Kids get up on time, test the waters: “are we still supposed to do everything ourselves?” Yep. Things go okay, bags packed, lunch boxes, breakfast, dressed. Lea, age 8, goes back and forth between demonstratively overdoing it and crumpling in despair on the floor: “I don’t know how to do ANYTHING…” There’s tuna and mayo and tea bags all over the place; I catch myself trying to hint every-so-slightly that the big splotch of hot chocolate on the mudroom floor might need to be wiped up, and then I force myself to do the internationally recognized symbol for duct-tape-across-mouth instead. It’s. So. Hard.
We’re almost there, they’re on schedule (heck, ahead of schedule — what’s up with that?) when Lea suddenly realizes she can’t find her jacket (surprise — she’s the mess fairy on steroids; it could be in one of several time zones). Total misery… this is the end of the world as she knows it. I feign a keen interest in my coffee cup in the other room, and watch this unfold out of the corner of my eye. Her brother, Lucas (11) is getting furious now — she’s holding up his ride to school with this jacket nonsense. Usually he’d whack her over the head and it would go downhill from there, but apparently he already “gets” that it’s really up to the two of them to make this work: he actually helps her look for the jacket. Say, what?!? No luck, though, and it’s really, really whine time now. Lea is reading us all the riot act: “YOU have to find it for me or I’ll be late” — I’m still fascinated by my coffee cup. Lucas tries another tack: “hey, how about this jacket — it’s not that cold out?” Lea: “I hate that jacket. And I can’t wear that other one because I need it for skiing this afternoon, and I can’t get it wet or I’ll be cold…” Lucas: “Whatever. DAAAD can we go now?” Well, look at that — there’s more coffee in this cup…

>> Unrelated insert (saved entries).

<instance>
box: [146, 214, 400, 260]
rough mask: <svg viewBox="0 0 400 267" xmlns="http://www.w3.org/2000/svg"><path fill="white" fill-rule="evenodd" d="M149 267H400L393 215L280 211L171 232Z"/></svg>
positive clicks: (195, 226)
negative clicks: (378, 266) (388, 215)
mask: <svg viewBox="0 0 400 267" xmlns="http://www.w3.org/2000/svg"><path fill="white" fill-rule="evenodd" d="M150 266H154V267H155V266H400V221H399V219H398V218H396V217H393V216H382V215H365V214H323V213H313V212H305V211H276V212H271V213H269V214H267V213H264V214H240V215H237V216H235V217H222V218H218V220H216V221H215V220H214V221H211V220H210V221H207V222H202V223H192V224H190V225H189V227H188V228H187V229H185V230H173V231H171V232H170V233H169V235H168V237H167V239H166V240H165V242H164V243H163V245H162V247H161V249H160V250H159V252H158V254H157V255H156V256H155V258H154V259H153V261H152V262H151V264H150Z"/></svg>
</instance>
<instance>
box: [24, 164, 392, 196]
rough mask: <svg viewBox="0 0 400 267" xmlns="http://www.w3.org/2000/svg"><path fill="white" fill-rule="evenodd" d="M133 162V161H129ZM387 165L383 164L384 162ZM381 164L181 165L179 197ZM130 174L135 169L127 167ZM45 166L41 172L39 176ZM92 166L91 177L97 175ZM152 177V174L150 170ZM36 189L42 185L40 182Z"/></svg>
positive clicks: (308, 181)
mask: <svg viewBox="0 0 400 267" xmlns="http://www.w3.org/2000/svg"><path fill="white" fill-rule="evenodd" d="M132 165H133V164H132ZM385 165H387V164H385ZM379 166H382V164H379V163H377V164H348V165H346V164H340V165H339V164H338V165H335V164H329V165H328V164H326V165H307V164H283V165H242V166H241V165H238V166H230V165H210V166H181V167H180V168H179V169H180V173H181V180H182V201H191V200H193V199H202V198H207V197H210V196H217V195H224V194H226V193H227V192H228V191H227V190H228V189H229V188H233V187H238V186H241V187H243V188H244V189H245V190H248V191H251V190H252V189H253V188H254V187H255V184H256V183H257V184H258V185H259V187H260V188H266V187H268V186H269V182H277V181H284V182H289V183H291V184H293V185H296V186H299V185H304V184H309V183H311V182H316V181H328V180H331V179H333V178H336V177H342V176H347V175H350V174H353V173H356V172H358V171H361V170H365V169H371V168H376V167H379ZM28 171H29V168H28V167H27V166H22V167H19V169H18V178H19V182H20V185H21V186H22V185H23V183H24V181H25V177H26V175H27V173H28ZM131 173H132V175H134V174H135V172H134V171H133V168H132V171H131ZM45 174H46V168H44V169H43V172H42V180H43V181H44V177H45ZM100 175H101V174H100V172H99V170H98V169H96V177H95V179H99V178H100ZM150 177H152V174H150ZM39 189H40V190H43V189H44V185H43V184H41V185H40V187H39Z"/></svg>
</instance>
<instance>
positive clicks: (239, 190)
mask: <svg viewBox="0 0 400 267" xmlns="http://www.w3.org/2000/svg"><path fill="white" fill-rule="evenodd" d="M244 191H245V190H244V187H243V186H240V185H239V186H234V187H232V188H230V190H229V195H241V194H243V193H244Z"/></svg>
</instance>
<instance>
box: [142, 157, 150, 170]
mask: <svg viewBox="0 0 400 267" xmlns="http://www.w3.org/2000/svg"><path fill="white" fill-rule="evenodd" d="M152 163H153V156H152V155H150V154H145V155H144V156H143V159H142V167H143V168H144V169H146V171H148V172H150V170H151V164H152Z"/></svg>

And suddenly, Lea is standing in front me with her “other” jacket in her hands. “Let’s go!” she snarls, and we’re out the door — on time, with everything packed. Her hair is not brushed, her lunch box is like some mutant chucky cheese takeout dish. But this is huge: our helpless OCD/noodler actually got over herself, and her sarcastic, wanna-be teenager with the permanent eye-roll helped her get there. Loving it.